Julien Lopez
Julien Lopez

Reputation: 1854

Is there a way to specify the format of dates with fread?

Since 1.13, fread can automatically detect and read date types, which is really nice. I would like to detect dates if, and only if, they are in a specific format, but from what I have seen, fread only detects ISO-formatted dates with no option to change this.

> packageVersion('data.table')
[1] '1.14.0'    
> typeof(data.table::fread("date\n2020-10-10")[[1]])
[1] "integer"
> typeof(data.table::fread("date\n10-10-2020")[[1]])
[1] "character"
> typeof(data.table::fread("date\n10-10-2020", format = "%d-%m-%y")[[1]])
Error in data.table::fread("date\n10-10-2020", format = "%d-%m-%y") :
  argument inutilisé (format = "%d-%m-%y")

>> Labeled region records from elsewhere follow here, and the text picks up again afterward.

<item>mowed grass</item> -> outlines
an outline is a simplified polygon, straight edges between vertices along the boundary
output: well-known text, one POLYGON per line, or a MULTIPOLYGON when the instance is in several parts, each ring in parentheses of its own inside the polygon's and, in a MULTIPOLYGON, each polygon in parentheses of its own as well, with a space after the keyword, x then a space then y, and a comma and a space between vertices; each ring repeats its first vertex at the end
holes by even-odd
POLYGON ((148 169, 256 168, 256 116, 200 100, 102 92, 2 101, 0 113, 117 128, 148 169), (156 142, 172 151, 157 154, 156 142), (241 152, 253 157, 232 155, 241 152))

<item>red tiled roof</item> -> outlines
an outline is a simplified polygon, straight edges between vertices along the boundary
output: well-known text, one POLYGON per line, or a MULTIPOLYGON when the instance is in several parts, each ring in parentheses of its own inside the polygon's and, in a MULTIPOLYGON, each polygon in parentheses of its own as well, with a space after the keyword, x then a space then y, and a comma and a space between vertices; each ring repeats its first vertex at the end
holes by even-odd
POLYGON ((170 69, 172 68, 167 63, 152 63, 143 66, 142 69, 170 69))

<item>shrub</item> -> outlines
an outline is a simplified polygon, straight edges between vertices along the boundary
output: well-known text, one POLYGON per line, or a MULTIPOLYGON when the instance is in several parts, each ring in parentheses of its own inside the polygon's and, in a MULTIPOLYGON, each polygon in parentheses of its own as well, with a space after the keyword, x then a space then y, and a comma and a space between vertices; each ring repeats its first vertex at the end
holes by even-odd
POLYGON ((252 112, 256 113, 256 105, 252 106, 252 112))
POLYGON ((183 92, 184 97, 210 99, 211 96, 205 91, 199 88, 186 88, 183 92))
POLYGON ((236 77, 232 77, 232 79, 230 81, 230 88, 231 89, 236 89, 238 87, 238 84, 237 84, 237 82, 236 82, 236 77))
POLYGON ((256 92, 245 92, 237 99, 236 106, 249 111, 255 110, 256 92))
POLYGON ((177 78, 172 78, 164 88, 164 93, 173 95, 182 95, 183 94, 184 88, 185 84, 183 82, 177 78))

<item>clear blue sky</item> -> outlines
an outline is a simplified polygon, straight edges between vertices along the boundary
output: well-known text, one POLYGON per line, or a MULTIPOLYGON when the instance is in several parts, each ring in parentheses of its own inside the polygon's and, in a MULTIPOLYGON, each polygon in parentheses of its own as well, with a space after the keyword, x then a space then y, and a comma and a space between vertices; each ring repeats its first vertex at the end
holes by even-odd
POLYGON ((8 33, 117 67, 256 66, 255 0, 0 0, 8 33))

Is there a way to change the format of dates detected by fread or is it going to happen in the future? If not, could the option datatable.old.fread.datetime.character be made permanent to prevent that detection when it isn't wanted?

Upvotes: 4

Views: 1060

Answers (1)

mpag
mpag

Reputation: 573

Adding as an answer, adapting from my own GitHub comment here:

If you create a custom class and pre-specify the list of possible datetime formats you expect, you can use fread to read these in directly into an IDate data type (or ITime or POSIXct) without having to do a post-conversion from character class. In the OP's use-case they can do the following:

Code

library('lubridate')
library('data.table')

### Set up options for data.table's fread, including an "invented" one for the new class we will define ###
# Alternate date formats HAVE to be set prior to the fread call.
# no dateFormat parameter is possible in the fread call itself.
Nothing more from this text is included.